Being a People Pleaser

The meaning of ‘people pleaser’ is where you basically do things for other people. Normally people would suggest that you’re doing it because you’re kind or nice, but I would do it due to my size. I would feel like if I didn’t do it people would talk about my weight or make fun of me just because I didn’t want to do something for them.

This fear of being judged due to my weight made me do things for people even though I never wanted to, but I just did because I was scared to be bullied or scared to be alone, because I feared that people would leave me. In all honesty I felt as if I was trapped. I felt that if I did something that made me happy, but other people didn’t like it I felt as if I was upsetting them or being the most horrible person ever just because I did something for me. This thought made me believe that if I did something for myself then people around me would be upset or angry with me.

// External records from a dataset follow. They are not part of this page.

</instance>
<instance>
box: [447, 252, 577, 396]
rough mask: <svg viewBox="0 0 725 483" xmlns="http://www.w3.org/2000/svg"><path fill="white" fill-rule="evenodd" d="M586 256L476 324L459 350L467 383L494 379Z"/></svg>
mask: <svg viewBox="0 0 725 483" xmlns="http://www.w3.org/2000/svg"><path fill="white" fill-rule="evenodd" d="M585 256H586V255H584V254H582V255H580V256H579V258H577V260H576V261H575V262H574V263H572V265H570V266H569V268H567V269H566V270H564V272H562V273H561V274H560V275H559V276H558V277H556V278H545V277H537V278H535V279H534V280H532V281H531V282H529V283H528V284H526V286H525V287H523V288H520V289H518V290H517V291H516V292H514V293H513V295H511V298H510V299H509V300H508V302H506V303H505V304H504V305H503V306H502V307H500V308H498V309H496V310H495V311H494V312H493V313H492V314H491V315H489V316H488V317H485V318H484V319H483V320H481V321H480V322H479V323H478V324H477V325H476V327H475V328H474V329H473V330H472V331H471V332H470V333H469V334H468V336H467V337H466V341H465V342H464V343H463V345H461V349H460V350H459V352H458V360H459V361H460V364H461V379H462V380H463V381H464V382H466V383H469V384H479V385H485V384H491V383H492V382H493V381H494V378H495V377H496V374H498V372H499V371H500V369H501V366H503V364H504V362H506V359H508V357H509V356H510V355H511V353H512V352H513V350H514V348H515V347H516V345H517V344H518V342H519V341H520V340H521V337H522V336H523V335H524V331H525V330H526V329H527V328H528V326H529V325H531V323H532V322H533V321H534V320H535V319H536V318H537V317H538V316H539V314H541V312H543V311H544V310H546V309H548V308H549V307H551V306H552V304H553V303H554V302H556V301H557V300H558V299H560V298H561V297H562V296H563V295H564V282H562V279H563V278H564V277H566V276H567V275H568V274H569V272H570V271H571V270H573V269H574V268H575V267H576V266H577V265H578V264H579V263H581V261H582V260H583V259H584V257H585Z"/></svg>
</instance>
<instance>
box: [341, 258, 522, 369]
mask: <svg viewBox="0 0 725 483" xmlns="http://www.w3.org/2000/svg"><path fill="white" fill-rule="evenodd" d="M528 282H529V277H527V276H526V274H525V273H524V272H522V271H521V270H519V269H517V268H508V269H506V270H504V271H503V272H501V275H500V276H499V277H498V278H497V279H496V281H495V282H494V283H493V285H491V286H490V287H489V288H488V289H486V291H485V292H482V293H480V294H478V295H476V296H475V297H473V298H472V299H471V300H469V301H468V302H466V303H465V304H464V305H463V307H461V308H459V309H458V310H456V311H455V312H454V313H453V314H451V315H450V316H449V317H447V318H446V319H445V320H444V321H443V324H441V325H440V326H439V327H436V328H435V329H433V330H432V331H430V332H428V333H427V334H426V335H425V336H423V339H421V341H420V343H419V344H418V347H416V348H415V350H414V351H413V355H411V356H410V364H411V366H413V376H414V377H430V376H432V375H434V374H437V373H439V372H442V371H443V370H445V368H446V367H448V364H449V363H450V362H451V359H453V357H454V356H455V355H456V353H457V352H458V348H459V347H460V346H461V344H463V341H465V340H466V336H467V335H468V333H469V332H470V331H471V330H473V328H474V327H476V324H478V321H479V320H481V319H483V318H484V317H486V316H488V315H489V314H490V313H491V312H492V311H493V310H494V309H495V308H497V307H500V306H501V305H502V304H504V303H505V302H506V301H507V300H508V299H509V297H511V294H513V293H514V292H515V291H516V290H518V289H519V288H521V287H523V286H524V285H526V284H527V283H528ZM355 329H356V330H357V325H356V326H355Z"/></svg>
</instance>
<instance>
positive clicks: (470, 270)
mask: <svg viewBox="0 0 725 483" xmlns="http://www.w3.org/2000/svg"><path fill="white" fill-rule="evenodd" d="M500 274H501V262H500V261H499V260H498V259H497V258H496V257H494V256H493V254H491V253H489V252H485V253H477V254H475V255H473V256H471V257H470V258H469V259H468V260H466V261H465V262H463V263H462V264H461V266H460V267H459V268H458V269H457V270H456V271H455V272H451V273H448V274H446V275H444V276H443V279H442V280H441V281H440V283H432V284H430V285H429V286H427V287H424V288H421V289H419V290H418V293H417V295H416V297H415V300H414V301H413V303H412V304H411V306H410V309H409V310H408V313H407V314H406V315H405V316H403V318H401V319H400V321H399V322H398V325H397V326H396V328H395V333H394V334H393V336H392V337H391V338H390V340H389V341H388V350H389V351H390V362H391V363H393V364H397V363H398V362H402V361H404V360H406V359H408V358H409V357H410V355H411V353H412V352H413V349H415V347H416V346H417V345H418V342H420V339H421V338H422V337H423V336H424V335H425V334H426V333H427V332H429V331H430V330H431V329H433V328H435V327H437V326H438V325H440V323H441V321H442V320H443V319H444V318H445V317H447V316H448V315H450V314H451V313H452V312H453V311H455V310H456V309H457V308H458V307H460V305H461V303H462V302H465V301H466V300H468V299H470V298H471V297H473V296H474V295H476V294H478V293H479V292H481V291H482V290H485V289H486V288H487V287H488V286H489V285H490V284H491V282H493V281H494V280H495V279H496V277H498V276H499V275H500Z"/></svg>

Being a people pleaser can be so exhausting mentally, as well a physically because you’re putting yourself last. You’re neglecting yourself just because you want the people around you to be happy, whilst you’re isolating yourself because you don’t know how to feel due to the exhaustion.

Also, with people pleasing you don’t have time for yourself because there really isn’t any boundaries set as I used to answer to anyone if they needed help no matter what time of the day it was, I didn’t want to feel like the bad person that wasn’t there for their friend.

To be able to overcome from always saying yes to people is saying no to that person. Yes, I know it’s hard to say no but it’s important to be able to set those boundaries because as much as you may find it important to be there for others it’s also important to be there for yourself.

Also remember you have a choice, and you deserve to use that choice on what’s good for you and don’t use that choice on the other person as you need to be there for yourself as you would for a friend. I also realised that people come and go in our lives so why spend loads of time pleasing them trying to get their ‘approval’ in some sort of why when there are lots of other people that will be coming into your life so instead of wasting energy on doing stuff you don’t like use some of that energy on yourself and look after yourself as you are important, worthy and valued to be able to be who you are and don’t fear losing people because maybe they weren’t meant to be in your life as you deserve better 😊.